2 Responses

  1. Watching your very interesting presentation. Very informative. I recently wrote about how the new revolutions in the region could inevitably bring Israel and Iran together over events in Syria.
    link to al-monitor.com

    Best regards,
    Meir Javedanfar

  2. Very informative, thank you, Prof Cole.

    Interesting that you dismiss the Russian warm water naval port at Tartus in Syria as fairly insignificant in itself – I’d always assumed it was a permanent strategic interest for them. As for the British, I think you overstate how eager they are to get involved, but I sense we are now committing to a course of intervention (based on the change of language from Wm. Hague.) T.Blair, who is more influential abroad than in the UK, has fwiw favoured intervention for some time.

    My impression is that getting rid of the Assad regime is not in itself a worthy strategic aim. The tricky part is getting to a stable, coherent government with sufficiency of public support to replace it. If this existed, probably Assad would already be gone. Worst outcome, interminable war between an ever-shifting multiplicity of groups. (This the best justification for dictators, be it Tito, Saddam or Assad – the Hobbesian defence of kings.)
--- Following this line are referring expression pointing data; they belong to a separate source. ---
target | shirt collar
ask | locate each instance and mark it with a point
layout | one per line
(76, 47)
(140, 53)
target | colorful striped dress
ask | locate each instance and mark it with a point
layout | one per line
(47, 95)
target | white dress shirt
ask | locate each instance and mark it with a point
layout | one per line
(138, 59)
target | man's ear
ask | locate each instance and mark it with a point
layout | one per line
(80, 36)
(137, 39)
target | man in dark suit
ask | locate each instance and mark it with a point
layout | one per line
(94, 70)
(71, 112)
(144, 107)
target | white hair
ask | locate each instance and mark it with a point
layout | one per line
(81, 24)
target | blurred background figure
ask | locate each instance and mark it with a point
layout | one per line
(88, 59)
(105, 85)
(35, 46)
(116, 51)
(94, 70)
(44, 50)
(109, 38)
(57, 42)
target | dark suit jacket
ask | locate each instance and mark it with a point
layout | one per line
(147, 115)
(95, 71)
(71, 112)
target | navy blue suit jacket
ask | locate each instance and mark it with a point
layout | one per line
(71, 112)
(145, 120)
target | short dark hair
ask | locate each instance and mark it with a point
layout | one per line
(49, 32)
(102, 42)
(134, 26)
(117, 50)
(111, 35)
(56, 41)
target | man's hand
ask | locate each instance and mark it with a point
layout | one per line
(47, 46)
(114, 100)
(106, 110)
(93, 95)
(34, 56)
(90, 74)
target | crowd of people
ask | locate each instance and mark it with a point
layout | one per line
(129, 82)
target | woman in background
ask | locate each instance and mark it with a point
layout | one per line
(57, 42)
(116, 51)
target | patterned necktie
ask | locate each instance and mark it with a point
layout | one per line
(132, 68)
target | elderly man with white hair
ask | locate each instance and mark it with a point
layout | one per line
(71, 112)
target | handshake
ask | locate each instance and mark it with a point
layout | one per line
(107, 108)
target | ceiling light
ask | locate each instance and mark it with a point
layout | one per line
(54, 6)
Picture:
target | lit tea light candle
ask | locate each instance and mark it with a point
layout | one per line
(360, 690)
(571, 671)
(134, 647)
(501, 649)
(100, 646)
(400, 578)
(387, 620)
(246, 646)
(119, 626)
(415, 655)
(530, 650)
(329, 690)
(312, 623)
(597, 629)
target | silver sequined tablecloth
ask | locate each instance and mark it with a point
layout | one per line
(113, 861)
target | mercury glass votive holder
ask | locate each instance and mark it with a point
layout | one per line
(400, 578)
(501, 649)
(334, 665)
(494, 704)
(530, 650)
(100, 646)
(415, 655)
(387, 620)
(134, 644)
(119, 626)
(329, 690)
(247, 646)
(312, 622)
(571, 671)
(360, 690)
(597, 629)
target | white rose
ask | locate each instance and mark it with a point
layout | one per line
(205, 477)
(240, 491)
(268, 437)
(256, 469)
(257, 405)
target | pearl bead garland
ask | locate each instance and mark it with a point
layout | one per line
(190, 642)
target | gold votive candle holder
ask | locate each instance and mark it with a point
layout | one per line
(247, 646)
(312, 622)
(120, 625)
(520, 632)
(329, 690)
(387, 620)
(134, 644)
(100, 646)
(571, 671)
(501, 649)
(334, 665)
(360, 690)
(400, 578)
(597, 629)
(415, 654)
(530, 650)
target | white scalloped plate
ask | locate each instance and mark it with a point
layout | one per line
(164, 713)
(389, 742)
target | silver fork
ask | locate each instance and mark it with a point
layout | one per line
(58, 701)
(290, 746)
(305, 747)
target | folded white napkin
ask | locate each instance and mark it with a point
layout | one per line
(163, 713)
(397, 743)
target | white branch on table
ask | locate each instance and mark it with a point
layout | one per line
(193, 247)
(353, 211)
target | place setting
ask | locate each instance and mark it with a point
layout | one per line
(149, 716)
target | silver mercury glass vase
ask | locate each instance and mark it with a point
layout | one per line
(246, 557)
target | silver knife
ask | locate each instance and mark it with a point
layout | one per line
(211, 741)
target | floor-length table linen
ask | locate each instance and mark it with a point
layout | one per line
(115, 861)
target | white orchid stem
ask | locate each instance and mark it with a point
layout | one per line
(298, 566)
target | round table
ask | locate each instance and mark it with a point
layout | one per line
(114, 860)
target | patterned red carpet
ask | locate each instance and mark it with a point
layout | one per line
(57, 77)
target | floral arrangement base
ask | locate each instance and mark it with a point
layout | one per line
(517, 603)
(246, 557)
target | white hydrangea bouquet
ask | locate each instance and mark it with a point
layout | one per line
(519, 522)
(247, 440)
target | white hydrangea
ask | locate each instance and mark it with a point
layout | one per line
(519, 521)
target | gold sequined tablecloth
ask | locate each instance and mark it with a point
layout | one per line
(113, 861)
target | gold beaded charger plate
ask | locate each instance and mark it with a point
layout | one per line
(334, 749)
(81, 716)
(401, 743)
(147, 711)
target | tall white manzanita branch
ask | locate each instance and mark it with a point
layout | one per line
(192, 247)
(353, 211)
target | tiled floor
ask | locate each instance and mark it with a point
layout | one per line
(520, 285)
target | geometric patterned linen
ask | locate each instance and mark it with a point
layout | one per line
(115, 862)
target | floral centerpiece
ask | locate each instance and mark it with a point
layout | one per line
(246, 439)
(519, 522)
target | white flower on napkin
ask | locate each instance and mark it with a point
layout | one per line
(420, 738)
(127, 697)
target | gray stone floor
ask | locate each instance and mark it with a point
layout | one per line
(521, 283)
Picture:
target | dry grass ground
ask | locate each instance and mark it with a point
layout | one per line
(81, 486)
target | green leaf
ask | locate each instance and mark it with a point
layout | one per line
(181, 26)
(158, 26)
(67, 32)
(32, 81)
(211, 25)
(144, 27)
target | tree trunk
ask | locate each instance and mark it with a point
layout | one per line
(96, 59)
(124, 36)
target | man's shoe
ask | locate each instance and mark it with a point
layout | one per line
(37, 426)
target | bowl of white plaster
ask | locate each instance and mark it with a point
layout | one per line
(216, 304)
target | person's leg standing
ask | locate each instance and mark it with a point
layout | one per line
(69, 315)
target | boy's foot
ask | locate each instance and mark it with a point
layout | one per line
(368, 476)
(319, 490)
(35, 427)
    For worst worst outcome, compare Europe 1618-48: war goes regional; as weapons and fighters migrate from country to country, (Iraq, the Kurdish regions, Syria, Lebanon, Palestine / Israel, Iran) the devastation of war creating famine and refugees, the uprooted becoming fighters in turn; in interminable war, war itself becoming the chief economic activity, replacing all others; the money flowing in from Saudia Arabia et al, Iran, Russia, the US……

    Good to see Cameron and Putin in discussion. Hopefully, Russia on the one hand, and US/Uk/France on the other, will take a concerted line, the West respecting the Russian interest. Wm. Hagues’s strong argument AGAINST EU aid to the rebels was always that if we aided the rebels, the Russians would aid the regime, and rather than producing a quicker outcome (the chief desideratum), the war would continue to continue, but with larger and bloodier weapons. 18 months later…

    I can’t now see that Russian and Western interests are incompatible. Putin is not wedded to Assad’s regime, and has a better chance (than France or the UK)of brokering an orderly transition if, as seems unlikely, that is possible.